敵愾心
冬季休暇に入り、ノーラとペートルスはルートラ公爵家に帰宅した。
年末の神楽を見に行くため、西方のシュログリ教皇領へ向かうことになる。
出立の準備をするべく、いったん公爵家に戻ることになったのだ。
「……久々の帰宅だね。僕はお爺様に顔を合わせてくる。レオカディア、ノーラを頼むよ」
「承知しました」
ペートルスは早々に離宮へ向かった。
今日も彼の表情は変わらず笑顔だが、纏う雰囲気がいつにも増して刺々しい。
最近のノーラはペートルスの表情ではなく、雰囲気で感情を見分けられるようになりつつある。
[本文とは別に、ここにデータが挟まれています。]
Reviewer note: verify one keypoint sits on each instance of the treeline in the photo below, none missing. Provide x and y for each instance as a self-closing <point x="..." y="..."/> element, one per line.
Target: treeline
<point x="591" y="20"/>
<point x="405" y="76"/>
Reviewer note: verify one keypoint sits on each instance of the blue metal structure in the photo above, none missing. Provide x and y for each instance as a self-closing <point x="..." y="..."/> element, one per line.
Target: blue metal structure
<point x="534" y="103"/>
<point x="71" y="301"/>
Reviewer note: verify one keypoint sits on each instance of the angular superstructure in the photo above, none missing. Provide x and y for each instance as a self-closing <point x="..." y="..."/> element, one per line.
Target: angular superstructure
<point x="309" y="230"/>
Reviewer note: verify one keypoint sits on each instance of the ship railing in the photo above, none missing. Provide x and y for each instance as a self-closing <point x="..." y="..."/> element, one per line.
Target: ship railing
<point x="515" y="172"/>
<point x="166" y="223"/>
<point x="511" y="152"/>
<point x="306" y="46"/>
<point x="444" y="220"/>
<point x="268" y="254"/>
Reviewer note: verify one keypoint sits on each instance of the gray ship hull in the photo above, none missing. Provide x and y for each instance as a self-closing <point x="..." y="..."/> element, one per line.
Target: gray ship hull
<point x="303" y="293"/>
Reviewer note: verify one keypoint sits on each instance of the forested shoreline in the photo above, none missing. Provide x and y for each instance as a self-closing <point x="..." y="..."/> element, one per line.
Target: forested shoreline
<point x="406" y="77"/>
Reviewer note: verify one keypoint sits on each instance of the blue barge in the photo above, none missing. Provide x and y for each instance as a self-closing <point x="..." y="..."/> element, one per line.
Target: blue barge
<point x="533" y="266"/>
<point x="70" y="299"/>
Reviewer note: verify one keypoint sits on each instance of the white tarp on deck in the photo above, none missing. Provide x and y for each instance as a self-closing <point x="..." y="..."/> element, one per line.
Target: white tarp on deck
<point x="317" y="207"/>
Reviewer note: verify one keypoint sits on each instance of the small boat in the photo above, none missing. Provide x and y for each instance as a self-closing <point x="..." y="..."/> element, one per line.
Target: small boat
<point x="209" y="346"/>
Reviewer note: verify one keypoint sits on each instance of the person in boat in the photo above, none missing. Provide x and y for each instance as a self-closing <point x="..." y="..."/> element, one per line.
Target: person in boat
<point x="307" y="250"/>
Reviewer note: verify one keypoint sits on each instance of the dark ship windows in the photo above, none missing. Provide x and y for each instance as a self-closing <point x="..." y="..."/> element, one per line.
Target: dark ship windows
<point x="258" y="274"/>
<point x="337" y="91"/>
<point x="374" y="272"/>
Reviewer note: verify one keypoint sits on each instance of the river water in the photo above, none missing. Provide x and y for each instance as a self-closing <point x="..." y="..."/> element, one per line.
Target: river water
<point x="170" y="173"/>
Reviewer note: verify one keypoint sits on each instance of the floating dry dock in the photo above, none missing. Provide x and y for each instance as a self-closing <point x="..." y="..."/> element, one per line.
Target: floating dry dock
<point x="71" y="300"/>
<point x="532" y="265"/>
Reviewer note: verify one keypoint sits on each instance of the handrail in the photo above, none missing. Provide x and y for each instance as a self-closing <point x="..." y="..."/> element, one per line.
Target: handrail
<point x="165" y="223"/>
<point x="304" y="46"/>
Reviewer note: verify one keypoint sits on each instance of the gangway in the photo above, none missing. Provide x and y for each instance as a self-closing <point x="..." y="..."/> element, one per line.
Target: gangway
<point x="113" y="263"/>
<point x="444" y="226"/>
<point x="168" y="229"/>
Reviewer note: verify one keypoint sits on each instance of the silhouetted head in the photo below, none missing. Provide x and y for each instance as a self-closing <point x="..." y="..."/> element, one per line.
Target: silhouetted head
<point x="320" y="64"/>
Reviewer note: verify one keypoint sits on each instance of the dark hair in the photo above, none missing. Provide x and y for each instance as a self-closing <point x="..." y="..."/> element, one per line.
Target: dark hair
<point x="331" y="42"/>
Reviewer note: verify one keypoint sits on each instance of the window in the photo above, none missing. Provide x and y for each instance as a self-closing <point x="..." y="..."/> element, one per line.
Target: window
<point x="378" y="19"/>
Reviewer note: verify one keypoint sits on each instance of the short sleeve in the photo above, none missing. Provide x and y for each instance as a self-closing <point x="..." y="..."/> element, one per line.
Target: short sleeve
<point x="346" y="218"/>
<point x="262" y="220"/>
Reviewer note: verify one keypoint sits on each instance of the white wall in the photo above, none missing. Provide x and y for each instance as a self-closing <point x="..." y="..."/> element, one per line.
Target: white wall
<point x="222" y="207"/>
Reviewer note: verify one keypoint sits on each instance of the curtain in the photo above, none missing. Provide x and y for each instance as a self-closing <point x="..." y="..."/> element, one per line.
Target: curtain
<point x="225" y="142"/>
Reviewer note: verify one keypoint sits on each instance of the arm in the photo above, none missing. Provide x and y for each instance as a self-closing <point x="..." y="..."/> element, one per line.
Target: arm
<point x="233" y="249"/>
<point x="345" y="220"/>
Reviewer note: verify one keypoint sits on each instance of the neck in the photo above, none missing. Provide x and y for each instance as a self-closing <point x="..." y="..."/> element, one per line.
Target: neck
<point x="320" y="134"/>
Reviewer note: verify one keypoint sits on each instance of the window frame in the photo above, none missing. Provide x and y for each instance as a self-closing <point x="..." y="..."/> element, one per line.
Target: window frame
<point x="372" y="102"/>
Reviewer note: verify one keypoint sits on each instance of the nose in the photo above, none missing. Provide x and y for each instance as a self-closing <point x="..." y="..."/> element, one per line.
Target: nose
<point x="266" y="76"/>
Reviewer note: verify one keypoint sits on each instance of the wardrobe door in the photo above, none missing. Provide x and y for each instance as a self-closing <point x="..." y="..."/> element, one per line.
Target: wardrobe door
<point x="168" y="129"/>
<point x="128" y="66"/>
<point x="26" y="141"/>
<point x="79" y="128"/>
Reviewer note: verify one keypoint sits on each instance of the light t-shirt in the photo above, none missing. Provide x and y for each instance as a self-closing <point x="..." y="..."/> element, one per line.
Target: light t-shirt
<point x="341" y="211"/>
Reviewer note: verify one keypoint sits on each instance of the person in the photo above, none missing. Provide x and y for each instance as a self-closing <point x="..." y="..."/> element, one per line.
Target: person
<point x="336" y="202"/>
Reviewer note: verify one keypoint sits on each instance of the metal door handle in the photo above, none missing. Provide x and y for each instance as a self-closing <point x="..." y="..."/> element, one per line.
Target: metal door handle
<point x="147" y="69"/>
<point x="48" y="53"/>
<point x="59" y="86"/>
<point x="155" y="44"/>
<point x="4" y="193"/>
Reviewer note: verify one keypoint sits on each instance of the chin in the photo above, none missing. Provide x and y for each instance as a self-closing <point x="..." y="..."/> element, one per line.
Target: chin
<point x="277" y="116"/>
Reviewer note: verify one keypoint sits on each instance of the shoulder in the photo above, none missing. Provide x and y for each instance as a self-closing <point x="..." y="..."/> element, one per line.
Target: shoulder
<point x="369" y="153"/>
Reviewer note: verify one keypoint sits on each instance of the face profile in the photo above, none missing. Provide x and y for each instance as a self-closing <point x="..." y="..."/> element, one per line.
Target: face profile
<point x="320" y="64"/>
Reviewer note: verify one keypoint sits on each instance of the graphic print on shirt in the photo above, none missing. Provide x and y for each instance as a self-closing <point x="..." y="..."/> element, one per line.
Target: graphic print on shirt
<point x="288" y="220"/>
学園にいるときと比べて、実家にいるときの方が彼は緊張感を持っている。
それくらいは理解できるようになっていた。
「エレオノーラ様。すぐお休みになりますか?」
「そうですね。明日の朝には出発しますし、早めに寝ておきます」
通りすがる使用人たちに『お久しぶりです』とあいさつを交わし、長い廊下を歩く。
昨年は実家のように住みよい場所に感じていた。
いや、つい半年前の夏休みも安心感を覚えていたのに。
なぜだか今は妙に居心地の悪さを感じる。
どうしてなのだろう。
「……」
「エレオノーラ様、いかがなさいましたか?」
「……いえ、なんでもないです。ご飯の前にお風呂にしますよー」
◇◇◇◇
「お久しぶりです、お爺様」
離宮、ルートラ公爵の私室にて。
ペートルスは恭しく祖父に跪いた。
公爵は孫を一瞥し、再び手元の書類に目を落とした。
「……禁書は持ち帰ったのか」
「いえ、もうしばらくお待ちください。上春ごろに入手できる目途が立ちました。卒業までには確実に」
「ふむ……一任する。策があるのならば構わん」
話しは終わったと言わんばかりに、公爵は口を閉ざす。
だが、ペートルスはまだ部屋を去らない。
ここが一種の戦場であることを、彼は忘れてはいなかった。
「時にお爺様……冬季休暇の間、教皇領へと赴くことになりまして」
「…………理由を述べよ」
「シュログリ教の者より、年末の神楽に招待されたのです。宗教派の面々と関係を築く貴重な機会かと存じ、招待を引き受けました」
「宗教派か。ある意味では皇帝派よりも厄介な連中だ。一部を取り込むか、勢力を削ぐことができれば上々。エンミルル方面への進出を見据えるならば、亀裂は入れておくに限るか……」
地図をなぞり考え込む公爵を横目に、ペートルスは蔑みの感情を抱えた。
どれだけ卑劣な政を積み重ねようが、最後は泡沫と化す。
彼は悩める公爵にさらなる追撃を仕掛ける。
「それと……エレオノーラも連れて行こうと思います。彼女も招待されたので」
「……」
公爵の眉間にしわが寄った瞬間を、ペートルスは見逃さなかった。
この反応が――答えだ。
「何か問題が?」
「……いや、好きにせよ。アレの管理はお前に任せている。確実に宗教派の権威に取り入り、次への足がかりとせよ」
「承知いたしました」
◇◇◇◇
公爵の部屋を去ったペートルス。
彼はさっそく私室へと向かい、黒い紙に筆を走らせた。
鳩の形を成した黒い紙は、窓辺から夜闇を縫って飛び出していく。
「……あとは反応を見るだけだ。僕の予想が正しければ、シュログリ教の権力者と彼女が接触する前に……奴は仕掛けてくるはず」
事はすべてペートルスの想定通りに進んでいる。
だが、油断はできない。
己の祖父は社交界を何十年と生き抜いてきた怪物。
容易く出し抜ける相手ではないだろう。
ペートルスは明確にルートラ公爵を『敵』と見做している。
ここが敵地の内であることも承知の上だ。
「イニゴ。君は僕と共に教皇領へ赴く……と見せかけて、クエリエブレム伯爵領へ行ってもらう。軍備再編を進めてもらいたいからね」
「はいよ。あと数か月……急がないといけませんなぁ」
「スクロープ侯爵家、クエリエブレム伯爵家、エンガメラック男爵家、ナバ連邦政府……その他諸侯、諸勢力の数々。協力者は揃いつつあるが……皇帝派の動きが読めない以上、まだ満足はできないね」
ペートルスの瞳に輝きは宿らない。
彼に未来はなく、光明も見えず。
それでもなお進み続ける。
「――ルートラ公爵を倒すには、まだ至らない。大義が必要だ」
焦燥と憎悪。
彼を突き動かす執念は、絶えず燃え続ける。